Drinking Hand Sanitizer On The Rise For US Kids Under 12: Why The Trend Is Even More Dangerous Than Drinking Beer And Wine
According to a recent analysis conducted by the Georgia Poison Center, there has been a nearly 400 percent increase in calls related to children younger than 12 ingesting hand sanitizer since 2010. Health experts are now warning of the dangers of underage children using it as a cheap and easy way to get a buzz.
Drinking hand sanitizer reportedly began in New Zealand, but social media outlets such as YouTube helped the practice quickly go global. In the past five years, poison control centers throughout America have seen an unprecedented number of calls related to alcohol poisoning from drinking hand sanitizer, with 3,266 hand sanitizer cases in 2010 jumping to 16,117 by 2014, CNN reported.
"Kids are getting into these products more frequently, and unfortunately, there's a percentage of them going to the emergency room," Dr. Gaylord Lopez, director of the Georgia Poison Center, told CNN.

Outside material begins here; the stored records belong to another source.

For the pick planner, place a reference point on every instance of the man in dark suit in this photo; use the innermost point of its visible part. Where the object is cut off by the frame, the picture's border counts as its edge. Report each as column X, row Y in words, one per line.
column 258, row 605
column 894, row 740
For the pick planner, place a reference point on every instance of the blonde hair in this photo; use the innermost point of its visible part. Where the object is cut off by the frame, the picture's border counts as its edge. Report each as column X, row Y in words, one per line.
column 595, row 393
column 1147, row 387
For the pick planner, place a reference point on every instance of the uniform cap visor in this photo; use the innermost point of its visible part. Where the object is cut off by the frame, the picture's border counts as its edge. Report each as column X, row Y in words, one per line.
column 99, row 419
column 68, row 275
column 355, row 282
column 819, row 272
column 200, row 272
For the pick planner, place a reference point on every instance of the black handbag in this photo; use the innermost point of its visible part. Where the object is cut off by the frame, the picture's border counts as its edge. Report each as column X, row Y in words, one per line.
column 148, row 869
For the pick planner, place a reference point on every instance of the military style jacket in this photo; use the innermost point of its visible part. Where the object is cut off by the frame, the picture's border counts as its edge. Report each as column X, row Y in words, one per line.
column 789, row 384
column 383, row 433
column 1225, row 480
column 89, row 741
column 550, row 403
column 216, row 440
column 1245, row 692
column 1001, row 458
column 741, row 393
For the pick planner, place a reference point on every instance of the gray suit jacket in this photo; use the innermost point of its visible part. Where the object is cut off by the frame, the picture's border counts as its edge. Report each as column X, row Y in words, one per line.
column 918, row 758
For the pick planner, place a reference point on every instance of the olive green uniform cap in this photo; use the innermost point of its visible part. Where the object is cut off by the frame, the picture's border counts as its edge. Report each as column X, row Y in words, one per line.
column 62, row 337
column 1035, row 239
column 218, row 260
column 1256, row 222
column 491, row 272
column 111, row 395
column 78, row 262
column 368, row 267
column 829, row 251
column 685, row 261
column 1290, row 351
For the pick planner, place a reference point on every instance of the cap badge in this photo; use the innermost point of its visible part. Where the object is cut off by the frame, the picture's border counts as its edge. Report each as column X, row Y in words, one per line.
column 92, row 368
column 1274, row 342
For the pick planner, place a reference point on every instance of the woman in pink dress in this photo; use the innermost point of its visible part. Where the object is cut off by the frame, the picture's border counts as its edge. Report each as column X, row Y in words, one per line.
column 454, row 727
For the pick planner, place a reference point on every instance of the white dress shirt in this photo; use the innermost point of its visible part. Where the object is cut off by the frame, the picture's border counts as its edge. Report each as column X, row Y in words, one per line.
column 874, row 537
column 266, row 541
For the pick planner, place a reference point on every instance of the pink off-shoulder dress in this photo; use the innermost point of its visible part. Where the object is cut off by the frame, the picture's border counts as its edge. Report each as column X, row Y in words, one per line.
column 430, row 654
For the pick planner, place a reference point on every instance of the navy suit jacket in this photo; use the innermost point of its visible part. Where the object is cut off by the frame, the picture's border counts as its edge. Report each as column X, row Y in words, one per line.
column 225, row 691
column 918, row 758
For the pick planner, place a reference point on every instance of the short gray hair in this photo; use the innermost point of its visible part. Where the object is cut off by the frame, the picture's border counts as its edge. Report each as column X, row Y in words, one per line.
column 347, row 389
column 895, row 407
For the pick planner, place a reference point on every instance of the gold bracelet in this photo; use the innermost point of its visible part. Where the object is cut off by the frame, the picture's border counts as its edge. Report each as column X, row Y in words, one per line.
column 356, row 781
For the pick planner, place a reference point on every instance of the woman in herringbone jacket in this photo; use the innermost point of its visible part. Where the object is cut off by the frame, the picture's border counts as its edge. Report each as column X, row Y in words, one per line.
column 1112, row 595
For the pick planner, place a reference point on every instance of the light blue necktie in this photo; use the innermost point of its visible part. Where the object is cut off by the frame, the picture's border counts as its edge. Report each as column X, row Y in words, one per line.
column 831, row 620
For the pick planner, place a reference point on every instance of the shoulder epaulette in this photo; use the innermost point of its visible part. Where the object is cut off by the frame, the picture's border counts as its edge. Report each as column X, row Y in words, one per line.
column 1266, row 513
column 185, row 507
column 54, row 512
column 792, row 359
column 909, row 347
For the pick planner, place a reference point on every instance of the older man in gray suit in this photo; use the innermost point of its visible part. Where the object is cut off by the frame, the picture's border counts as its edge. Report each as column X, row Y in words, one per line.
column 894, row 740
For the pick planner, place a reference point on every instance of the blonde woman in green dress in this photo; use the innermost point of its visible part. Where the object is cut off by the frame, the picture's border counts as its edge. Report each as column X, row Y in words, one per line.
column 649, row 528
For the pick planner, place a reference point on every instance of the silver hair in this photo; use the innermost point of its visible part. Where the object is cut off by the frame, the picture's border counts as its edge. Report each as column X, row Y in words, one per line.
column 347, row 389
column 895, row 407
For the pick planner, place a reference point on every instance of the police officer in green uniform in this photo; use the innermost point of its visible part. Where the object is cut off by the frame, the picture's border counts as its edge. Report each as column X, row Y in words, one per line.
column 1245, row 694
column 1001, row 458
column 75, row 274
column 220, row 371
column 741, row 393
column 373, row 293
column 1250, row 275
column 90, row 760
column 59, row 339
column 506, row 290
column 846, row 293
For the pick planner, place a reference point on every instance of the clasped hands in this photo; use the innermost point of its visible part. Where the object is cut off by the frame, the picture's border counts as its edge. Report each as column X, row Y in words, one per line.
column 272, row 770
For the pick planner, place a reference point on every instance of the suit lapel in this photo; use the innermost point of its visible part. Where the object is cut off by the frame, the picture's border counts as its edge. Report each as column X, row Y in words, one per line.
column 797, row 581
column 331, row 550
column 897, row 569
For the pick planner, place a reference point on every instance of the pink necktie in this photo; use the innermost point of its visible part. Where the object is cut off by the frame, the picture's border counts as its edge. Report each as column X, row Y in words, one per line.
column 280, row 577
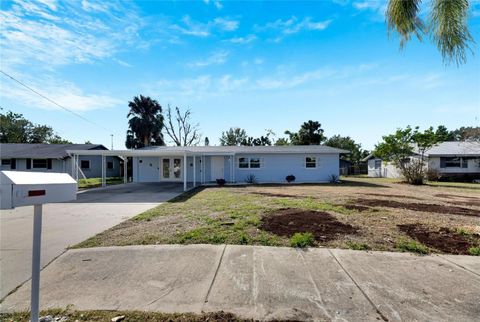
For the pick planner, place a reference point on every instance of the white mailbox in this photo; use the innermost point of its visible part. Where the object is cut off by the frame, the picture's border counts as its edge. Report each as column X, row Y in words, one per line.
column 19, row 188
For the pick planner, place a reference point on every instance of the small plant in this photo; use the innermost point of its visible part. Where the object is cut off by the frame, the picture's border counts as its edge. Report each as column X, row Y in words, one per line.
column 474, row 251
column 334, row 178
column 412, row 246
column 302, row 240
column 357, row 246
column 290, row 178
column 251, row 178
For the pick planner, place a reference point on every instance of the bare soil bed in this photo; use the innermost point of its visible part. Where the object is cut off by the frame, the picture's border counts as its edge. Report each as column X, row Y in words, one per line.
column 443, row 239
column 323, row 226
column 358, row 213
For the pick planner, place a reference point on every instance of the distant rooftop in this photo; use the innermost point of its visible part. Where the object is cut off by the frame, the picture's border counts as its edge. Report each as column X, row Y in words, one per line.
column 46, row 151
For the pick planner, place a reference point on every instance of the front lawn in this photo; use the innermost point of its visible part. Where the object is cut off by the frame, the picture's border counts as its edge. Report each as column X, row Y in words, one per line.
column 361, row 213
column 97, row 182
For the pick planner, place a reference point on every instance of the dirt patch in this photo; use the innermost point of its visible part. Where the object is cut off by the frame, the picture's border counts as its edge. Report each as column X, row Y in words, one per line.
column 322, row 225
column 359, row 208
column 447, row 196
column 443, row 239
column 451, row 210
column 393, row 196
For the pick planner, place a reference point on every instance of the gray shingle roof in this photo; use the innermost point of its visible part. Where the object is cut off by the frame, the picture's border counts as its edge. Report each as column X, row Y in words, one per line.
column 455, row 149
column 249, row 149
column 53, row 151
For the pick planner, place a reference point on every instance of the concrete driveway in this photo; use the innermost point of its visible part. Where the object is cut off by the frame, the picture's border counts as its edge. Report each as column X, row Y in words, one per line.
column 66, row 224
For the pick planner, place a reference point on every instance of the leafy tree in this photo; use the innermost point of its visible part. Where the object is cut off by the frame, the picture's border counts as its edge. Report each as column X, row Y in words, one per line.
column 468, row 133
column 310, row 133
column 181, row 130
column 14, row 128
column 233, row 137
column 446, row 24
column 145, row 123
column 401, row 146
column 443, row 134
column 347, row 143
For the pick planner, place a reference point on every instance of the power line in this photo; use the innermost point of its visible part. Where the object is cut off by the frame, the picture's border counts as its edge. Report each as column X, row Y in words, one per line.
column 53, row 102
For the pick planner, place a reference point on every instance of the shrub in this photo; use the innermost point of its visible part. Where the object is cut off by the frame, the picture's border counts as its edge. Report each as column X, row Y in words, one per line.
column 302, row 240
column 412, row 246
column 333, row 178
column 251, row 178
column 290, row 178
column 357, row 246
column 474, row 251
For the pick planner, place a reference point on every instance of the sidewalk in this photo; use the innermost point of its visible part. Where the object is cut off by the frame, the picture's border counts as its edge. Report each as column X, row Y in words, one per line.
column 262, row 283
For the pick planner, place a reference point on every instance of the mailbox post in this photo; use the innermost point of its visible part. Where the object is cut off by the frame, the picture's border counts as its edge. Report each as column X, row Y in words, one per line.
column 18, row 189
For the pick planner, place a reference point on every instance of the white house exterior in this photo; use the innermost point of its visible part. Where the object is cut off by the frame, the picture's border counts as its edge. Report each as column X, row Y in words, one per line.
column 54, row 158
column 453, row 159
column 235, row 164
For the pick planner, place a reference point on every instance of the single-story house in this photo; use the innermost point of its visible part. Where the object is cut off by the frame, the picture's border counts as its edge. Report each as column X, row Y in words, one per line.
column 449, row 159
column 198, row 165
column 54, row 158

Alcohol is a chemical by-product produced by fermenting yeast, sugar, and starches. When ingested, this drug directly affects the central nervous system and has a sedative effect. In small amounts, alcohol can produce feelings of euphoria, relaxation, and according to a 2012 Gallup survey, 66 percent of Americans over the age of 21 enjoy the occasional drink. The average bottle of wine is 12 percent alcohol and the average beer is only around 5 percent alcohol, but bottles of hand sanitizer range from 45 to 95 percent alcohol.
The problem with hand sanitizer is that although it gives you a buzz similar to one from drinking traditional alcohol, its much higher alcohol content means you get drunk much faster and significantly increase your risk of developing alcohol poisoning — a serious and sometimes life-threatening condition caused by ingesting too much alcohol. Alcohol poisoning can lead to a number of conditions, including seizures, cardiac arrest, vomiting, coma, and in some cases the patient will stop breathing and subsequently die. According to The Huffington Post, other conditions that have been specifically linked to drinking hand sanitizer include diarrhea, memory loss, blindness, and irreversible organ damage.

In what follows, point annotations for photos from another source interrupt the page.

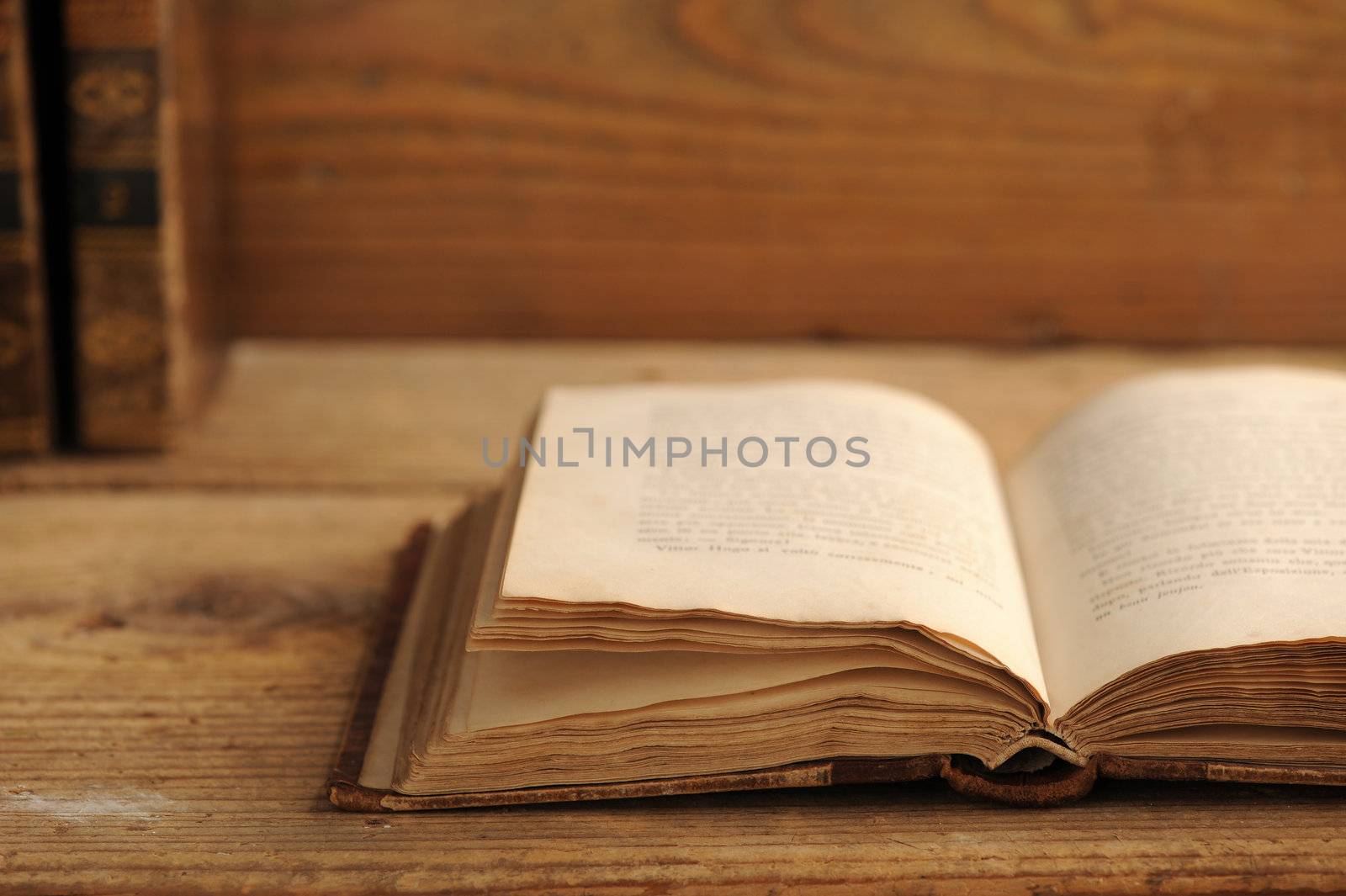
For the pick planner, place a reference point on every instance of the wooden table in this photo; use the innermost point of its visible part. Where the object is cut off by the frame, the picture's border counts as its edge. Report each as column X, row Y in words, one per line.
column 181, row 634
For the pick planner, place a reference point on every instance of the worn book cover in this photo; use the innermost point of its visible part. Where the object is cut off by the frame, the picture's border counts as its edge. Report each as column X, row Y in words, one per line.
column 711, row 587
column 26, row 406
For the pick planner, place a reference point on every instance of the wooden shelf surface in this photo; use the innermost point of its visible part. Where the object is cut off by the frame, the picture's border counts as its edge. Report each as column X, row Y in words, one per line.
column 181, row 635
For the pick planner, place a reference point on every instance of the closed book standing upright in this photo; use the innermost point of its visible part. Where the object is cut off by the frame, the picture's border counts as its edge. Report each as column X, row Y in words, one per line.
column 141, row 166
column 24, row 388
column 121, row 363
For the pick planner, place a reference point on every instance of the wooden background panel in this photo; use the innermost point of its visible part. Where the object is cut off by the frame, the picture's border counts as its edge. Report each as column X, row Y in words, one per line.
column 370, row 416
column 1029, row 171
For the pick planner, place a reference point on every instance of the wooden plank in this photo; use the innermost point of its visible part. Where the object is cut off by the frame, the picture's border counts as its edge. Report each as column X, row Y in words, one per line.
column 177, row 671
column 996, row 171
column 367, row 416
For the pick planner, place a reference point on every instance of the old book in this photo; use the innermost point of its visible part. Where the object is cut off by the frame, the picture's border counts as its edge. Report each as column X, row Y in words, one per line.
column 146, row 347
column 691, row 587
column 26, row 417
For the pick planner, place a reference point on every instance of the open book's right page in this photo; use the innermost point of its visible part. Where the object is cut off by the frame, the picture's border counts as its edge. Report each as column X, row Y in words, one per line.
column 1184, row 512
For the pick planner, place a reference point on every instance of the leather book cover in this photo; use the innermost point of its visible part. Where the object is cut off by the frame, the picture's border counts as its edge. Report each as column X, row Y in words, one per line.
column 26, row 413
column 1054, row 785
column 145, row 244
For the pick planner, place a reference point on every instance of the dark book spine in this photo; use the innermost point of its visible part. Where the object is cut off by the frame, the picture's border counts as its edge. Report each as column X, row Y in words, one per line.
column 26, row 424
column 121, row 348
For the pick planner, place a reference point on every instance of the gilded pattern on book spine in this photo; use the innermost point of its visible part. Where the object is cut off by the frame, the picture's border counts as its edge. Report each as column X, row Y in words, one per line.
column 114, row 94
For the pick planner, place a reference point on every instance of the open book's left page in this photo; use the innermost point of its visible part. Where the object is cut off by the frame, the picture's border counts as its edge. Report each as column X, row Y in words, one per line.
column 784, row 514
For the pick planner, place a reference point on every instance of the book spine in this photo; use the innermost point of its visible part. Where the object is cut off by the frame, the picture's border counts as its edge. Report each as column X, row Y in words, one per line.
column 26, row 420
column 120, row 311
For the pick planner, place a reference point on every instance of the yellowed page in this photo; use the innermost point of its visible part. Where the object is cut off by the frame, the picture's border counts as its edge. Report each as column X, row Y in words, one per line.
column 1184, row 512
column 917, row 534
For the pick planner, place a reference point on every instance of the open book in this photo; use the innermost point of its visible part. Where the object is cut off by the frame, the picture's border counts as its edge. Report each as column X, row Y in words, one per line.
column 688, row 581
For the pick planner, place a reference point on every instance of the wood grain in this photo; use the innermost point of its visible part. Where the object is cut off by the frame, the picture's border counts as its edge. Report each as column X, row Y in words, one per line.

CNN reported that one 6-year-old girl landed in the hospital with a blood alcohol level of .179 after drinking only about three or four squirts of strawberry scented hand sanitizer.
"A kid is not thinking this is bad for them," Lopez said. "A lot of the more attractive (hand sanitizers) are the ones that are scented. There are strawberry, grape, orange-flavored hand sanitizers that are very appealing to kids."
Children and adolescents are either drinking hand sanitizer on a dare from their friends, or do it with the sole intention of getting drunk. Adolescents are also known to mix hand sanitizer with Listerine to make a "strong cocktail" or use salt to separate the alcohol from the sanitizer solution, BuzzFeed News reported.
Parents are advised to purchase a foam version of hand sanitizer, which is more difficult to extract alcohol from, in order to discourage kids from partaking in this trend, and keep all hand sanitizers out of easy reach.